Sunday 31 May 2008
When he became prime minister, Gordon Brown had a three-month honeymoon with the press. Brian Cowen had a week. Peter Robinson, yet another middle-aged finance minister who for years has been wondering when he’d get the top job, must fear that at this rate his own bride might clear off next Thursday before the wedding reception is even over.
If there was a given in British politics among most of the commentariat last year, it was that Gordon Brown had been a brilliant Chancellor of the Exchequer, that the country was fed-up with being schmoozed by Tony Blair, and that rough-hewn old Gordon was just what was needed. When terrorism and floods hit Britain, he looked reassuring: if you’re up against bombers and natural disasters, you take comfort from a Big Clunking Fist (as Blair had christened Brown).
And so, as advisers pressed him to have an election, Saatchi and Saatchi won the Labour account with a photograph of Brown looking sensible and the legend: ‘Not Flash, just Gordon’.
Sadly for Labour, Gordon doesn’t like risk or elections, so he bottled out at the last minute and the press turned on him. Now today’s given is that Gordon is a coward, a ditherer, a really dreadful prime minister and a very peculiar human being. In local elections and the Crewe and Nantwich by-election, the public have made it clear they agree. In the words of a member of the Shadow Cabinet: ‘if a control freak loses control, you’re left with a freak’.
Even worse for Brown is that his record as Chancellor is now being scrutinised and his henhouse is packed with squawking chickens. Yes, everyone thinks he was right to give independence to the Bank of England, but he took away its regulatory function and we ended up with the collapse of Northern Rock. Now hard things are said about his selling of the gold reserves at the bottom of the market, of his introduction of a wasteful tax-credit system that no one except him understands, his stealth taxes, the billions he wasted on the unreformed public service, the insane computer projects and so on and on and on.

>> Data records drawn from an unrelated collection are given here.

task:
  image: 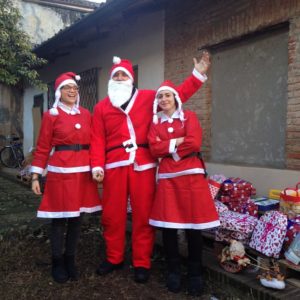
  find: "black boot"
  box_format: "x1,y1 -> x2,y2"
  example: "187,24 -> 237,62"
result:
64,254 -> 79,281
188,262 -> 203,296
52,257 -> 69,283
134,267 -> 150,283
166,259 -> 181,293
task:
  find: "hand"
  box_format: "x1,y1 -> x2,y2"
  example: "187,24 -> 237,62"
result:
194,50 -> 210,75
31,178 -> 42,195
93,170 -> 104,183
176,137 -> 184,147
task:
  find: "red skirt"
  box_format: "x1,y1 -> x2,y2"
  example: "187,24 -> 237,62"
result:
37,172 -> 102,218
149,174 -> 220,229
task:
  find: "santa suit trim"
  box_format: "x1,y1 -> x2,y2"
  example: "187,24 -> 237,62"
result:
105,160 -> 157,171
105,159 -> 133,170
133,163 -> 157,171
158,168 -> 205,179
48,165 -> 91,174
30,166 -> 44,174
37,205 -> 102,218
169,139 -> 177,153
149,219 -> 220,229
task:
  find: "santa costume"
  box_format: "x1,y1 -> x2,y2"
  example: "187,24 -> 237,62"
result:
31,72 -> 101,218
148,81 -> 220,296
91,58 -> 205,278
31,72 -> 101,283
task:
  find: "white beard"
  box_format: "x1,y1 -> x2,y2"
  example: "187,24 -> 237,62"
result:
108,79 -> 133,107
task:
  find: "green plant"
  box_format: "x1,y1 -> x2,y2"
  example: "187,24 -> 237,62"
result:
0,0 -> 47,89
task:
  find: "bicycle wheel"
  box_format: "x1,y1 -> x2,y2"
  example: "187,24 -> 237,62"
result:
14,146 -> 24,168
0,147 -> 18,168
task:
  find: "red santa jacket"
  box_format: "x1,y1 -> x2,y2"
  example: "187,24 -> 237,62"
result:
148,110 -> 205,179
90,70 -> 203,171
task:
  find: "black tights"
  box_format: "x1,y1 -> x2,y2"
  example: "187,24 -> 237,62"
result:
50,217 -> 81,258
162,228 -> 202,268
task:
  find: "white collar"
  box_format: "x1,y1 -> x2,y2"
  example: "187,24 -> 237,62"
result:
159,110 -> 180,123
57,101 -> 80,115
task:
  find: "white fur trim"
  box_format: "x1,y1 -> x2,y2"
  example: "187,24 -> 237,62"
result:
92,167 -> 104,175
30,166 -> 44,174
157,168 -> 205,179
113,56 -> 121,65
149,219 -> 220,229
169,139 -> 176,153
49,107 -> 59,116
110,67 -> 133,82
56,75 -> 78,91
37,205 -> 102,219
133,163 -> 157,171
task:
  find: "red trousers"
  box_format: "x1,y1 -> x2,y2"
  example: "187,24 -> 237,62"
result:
102,165 -> 155,268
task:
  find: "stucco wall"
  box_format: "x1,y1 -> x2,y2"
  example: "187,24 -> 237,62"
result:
24,12 -> 164,155
13,0 -> 87,44
165,0 -> 300,193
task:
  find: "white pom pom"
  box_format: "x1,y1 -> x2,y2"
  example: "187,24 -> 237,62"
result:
50,107 -> 58,116
113,56 -> 121,65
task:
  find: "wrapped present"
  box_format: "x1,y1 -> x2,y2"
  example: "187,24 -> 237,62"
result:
219,178 -> 256,204
249,210 -> 287,258
208,174 -> 226,199
219,210 -> 257,233
269,189 -> 281,200
280,182 -> 300,215
215,228 -> 251,244
256,199 -> 279,213
228,199 -> 258,217
283,217 -> 300,250
215,200 -> 228,214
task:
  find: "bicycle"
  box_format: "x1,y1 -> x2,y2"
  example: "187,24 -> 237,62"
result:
0,136 -> 24,168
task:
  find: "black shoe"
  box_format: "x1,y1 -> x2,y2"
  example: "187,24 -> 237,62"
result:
96,260 -> 123,276
188,276 -> 203,297
167,272 -> 181,293
64,254 -> 79,281
134,267 -> 150,283
51,257 -> 69,283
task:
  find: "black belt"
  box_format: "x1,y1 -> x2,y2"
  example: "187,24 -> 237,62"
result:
106,144 -> 149,153
167,152 -> 207,177
54,144 -> 90,151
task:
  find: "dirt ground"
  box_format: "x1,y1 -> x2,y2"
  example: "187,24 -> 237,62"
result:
0,218 -> 239,300
0,176 -> 239,300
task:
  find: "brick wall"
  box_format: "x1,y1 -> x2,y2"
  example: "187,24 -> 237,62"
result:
165,0 -> 300,169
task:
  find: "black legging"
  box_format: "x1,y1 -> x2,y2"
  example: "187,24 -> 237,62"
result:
162,228 -> 202,266
50,217 -> 81,258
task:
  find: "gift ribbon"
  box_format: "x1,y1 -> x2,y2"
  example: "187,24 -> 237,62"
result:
261,222 -> 276,242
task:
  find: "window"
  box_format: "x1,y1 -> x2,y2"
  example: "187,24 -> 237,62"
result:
211,28 -> 288,168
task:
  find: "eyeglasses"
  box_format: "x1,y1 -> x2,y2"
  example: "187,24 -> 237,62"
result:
62,85 -> 79,92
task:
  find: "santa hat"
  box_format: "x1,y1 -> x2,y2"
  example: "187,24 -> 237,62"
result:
153,80 -> 184,124
110,56 -> 134,82
50,72 -> 80,116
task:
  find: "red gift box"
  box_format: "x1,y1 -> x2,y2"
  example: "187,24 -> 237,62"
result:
219,210 -> 257,233
249,210 -> 287,258
228,198 -> 258,217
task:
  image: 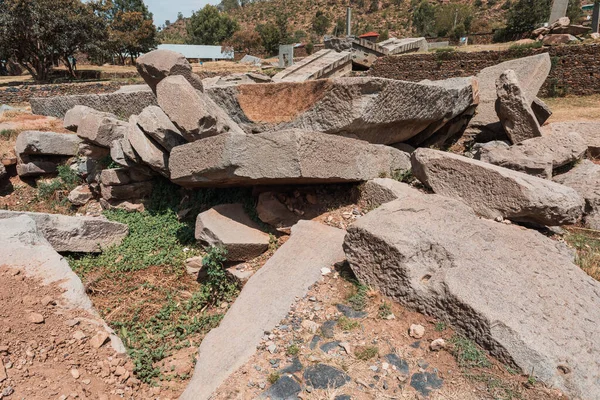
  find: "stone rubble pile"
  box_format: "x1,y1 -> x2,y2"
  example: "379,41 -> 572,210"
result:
531,17 -> 591,46
10,50 -> 600,399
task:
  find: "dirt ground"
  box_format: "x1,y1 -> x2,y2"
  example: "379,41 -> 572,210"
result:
0,266 -> 173,400
215,272 -> 561,400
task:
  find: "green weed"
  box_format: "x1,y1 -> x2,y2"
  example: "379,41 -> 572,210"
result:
378,301 -> 392,319
450,335 -> 491,368
354,346 -> 379,361
338,316 -> 360,331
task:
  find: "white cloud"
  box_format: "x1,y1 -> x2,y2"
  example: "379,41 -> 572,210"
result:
144,0 -> 220,26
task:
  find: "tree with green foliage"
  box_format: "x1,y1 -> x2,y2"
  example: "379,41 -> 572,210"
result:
106,0 -> 157,64
312,10 -> 331,36
187,4 -> 239,46
0,0 -> 106,81
256,22 -> 281,55
413,0 -> 435,36
219,0 -> 240,12
504,0 -> 552,39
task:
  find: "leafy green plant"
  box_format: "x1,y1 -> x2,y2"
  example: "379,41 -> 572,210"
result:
450,335 -> 491,368
378,301 -> 392,319
354,346 -> 379,361
338,316 -> 360,331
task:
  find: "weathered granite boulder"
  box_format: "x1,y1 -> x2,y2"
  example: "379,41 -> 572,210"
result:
542,121 -> 600,157
63,105 -> 117,132
358,178 -> 420,209
125,115 -> 169,178
15,131 -> 81,156
180,221 -> 344,400
137,106 -> 187,152
0,210 -> 129,253
156,75 -> 244,142
100,182 -> 152,200
344,195 -> 600,399
0,215 -> 126,354
169,129 -> 410,187
412,148 -> 584,225
68,185 -> 94,206
196,204 -> 270,261
206,78 -> 478,144
496,69 -> 542,144
77,112 -> 128,147
135,50 -> 204,93
554,160 -> 600,230
479,132 -> 587,179
467,53 -> 551,134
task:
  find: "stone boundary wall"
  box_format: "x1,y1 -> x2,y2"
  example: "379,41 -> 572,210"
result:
369,44 -> 600,97
0,82 -> 125,104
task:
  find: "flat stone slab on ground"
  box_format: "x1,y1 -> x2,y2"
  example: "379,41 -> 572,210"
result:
169,129 -> 410,187
479,132 -> 588,179
181,221 -> 345,400
196,203 -> 270,261
0,213 -> 126,353
206,77 -> 479,144
0,210 -> 129,253
412,148 -> 584,225
344,194 -> 600,399
15,131 -> 81,156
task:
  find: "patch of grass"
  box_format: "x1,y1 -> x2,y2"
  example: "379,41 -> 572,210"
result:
378,301 -> 392,319
435,321 -> 446,332
285,344 -> 300,356
338,315 -> 360,331
465,373 -> 523,400
392,169 -> 417,183
450,335 -> 491,368
0,129 -> 19,140
267,372 -> 281,385
565,228 -> 600,281
112,295 -> 222,383
354,346 -> 379,361
348,282 -> 369,311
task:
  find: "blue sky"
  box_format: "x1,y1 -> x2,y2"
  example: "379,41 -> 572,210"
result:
144,0 -> 220,26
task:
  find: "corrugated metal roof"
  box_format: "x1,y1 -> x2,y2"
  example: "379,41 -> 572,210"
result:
158,44 -> 233,60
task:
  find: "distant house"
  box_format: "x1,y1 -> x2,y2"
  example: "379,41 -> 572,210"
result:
158,44 -> 234,62
359,32 -> 379,43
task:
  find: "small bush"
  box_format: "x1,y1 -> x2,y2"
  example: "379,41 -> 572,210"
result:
354,346 -> 379,361
450,335 -> 491,368
338,316 -> 360,331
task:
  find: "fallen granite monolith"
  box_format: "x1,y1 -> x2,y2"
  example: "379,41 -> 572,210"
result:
169,129 -> 410,187
206,78 -> 479,144
0,215 -> 126,353
156,75 -> 245,142
196,203 -> 270,261
478,132 -> 587,179
135,50 -> 204,93
137,106 -> 187,152
496,69 -> 542,144
180,221 -> 345,400
0,210 -> 129,253
15,131 -> 81,156
467,53 -> 552,134
553,160 -> 600,230
77,112 -> 128,147
411,148 -> 584,226
344,194 -> 600,399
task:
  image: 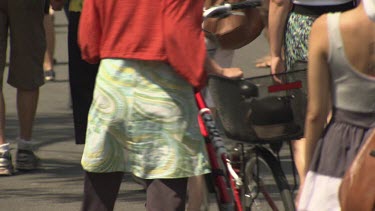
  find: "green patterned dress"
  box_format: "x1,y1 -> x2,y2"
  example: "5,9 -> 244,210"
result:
81,59 -> 210,179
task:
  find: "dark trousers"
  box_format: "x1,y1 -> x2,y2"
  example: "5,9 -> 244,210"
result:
82,172 -> 187,211
68,12 -> 99,144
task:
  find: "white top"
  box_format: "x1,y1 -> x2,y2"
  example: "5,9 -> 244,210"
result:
293,0 -> 352,6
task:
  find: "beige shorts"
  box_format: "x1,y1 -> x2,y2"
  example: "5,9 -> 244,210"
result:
0,0 -> 46,90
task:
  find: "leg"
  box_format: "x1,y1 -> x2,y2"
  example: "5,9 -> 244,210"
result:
68,12 -> 99,144
82,171 -> 124,211
17,89 -> 39,141
43,7 -> 55,81
146,178 -> 187,211
0,3 -> 8,145
8,0 -> 45,170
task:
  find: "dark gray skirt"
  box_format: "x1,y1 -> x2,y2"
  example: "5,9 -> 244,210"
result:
310,109 -> 375,177
298,109 -> 375,211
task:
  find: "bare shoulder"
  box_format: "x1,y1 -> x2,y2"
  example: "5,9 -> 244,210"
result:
309,14 -> 328,52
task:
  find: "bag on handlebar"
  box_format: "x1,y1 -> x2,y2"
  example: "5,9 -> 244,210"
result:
203,0 -> 264,50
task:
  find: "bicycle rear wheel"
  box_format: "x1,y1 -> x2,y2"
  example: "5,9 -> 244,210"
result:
242,147 -> 295,211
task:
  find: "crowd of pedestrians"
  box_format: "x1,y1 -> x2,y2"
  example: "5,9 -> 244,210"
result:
0,0 -> 375,211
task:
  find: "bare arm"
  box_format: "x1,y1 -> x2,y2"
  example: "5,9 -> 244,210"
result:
268,0 -> 291,74
302,15 -> 331,178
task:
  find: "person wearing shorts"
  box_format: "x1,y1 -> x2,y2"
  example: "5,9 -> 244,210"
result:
0,0 -> 46,175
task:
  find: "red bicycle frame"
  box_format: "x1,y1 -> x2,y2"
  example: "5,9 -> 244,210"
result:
195,92 -> 242,211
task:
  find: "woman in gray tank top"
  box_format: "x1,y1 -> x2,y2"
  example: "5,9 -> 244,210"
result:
269,0 -> 354,204
298,0 -> 375,211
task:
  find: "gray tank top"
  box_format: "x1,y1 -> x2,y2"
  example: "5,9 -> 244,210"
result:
327,13 -> 375,113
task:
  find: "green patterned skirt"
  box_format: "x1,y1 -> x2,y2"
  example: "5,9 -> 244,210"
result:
81,59 -> 210,179
285,12 -> 316,71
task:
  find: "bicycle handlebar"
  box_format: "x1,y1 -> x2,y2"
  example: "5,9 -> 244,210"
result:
203,0 -> 262,18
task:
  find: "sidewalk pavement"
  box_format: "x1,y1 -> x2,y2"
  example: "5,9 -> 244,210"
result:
0,12 -> 145,211
0,9 -> 276,211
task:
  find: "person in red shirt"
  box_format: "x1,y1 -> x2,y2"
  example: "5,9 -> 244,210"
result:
78,0 -> 242,211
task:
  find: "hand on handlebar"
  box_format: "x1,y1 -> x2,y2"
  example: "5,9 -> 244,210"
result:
51,0 -> 66,11
220,67 -> 243,78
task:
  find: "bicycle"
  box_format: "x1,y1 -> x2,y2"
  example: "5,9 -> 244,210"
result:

And then there’s his personality. They say he’s bad-tempered, totalitarian and listens to no one. Remind you of anyone?
Now, it’s early days for Brian Cowen, but he’d be wise to study Brown’s fate. If you can’t keep your temper in public in your first couple of weeks as leader, how will you be behaving after a few months? So far, we know that he’s told his own party that there will be no debate on Lisbon, he’s threatened to have the opposition shouted down in the Dail and at a time when it was vital to make common cause with the like-minded he alleged quite unfairly that Fine Gael and Labour weren’t pulling their weight on Lisbon. Sure, sticking plasters have been put on that particular wound, but to the delight of those of us to think the treaty anti-democratic through churlishness and indiscipline, Cowan has damaged the ‘Yes’ side.
The press hasn’t really got going on his record at Finance, but it’s already being pointed out that like New Labour in Britain the Irish exchequer was profligate and did not mend the roof during the good times.
And what of Peter Robinson?
Well, he too will be feeling the economic chill. For years, the British government was prepared to bribe Northern Irish politicians lavishly in the interests of peace, but the good times are over. True, Robinson wasn’t in charge for long and no one ever accused him of being extravagant, but now that the bad times are upon these two islands he will be having to say ‘No’ more often that Ian Paisley in his prime.
And then there’s the question of leadership.
Whatever one thought about Tony Blair, Bertie Ahern or Ian Paisley, there was no doubt that they were charismatic leaders. We came to believe that the public had got bored with charm and wanted straightforward captains at the helm, but perhaps we had all undervalued the importance of emotional intelligence (or EI as it is known these days), which they all possessed in bucketloads. Whether they were dealing with individuals, groups or the public at home and abroad, Blair, Ahern and Paisley could read the emotions of others and manipulate them brilliantly. No one ever accused their successors of knowing what the other guy is thinking.
Brown bought some good suits, had his hair cut properly and his teeth whitened. Peter Robinson has gone over to contact lenses. Biffo has probably wisely concluded that there’s little point in a make-over.
Looks don’t matter, but character does. Brown is doomed. Cowen’s looking dodgy. Can Robinson escape the curse of the finance ministers?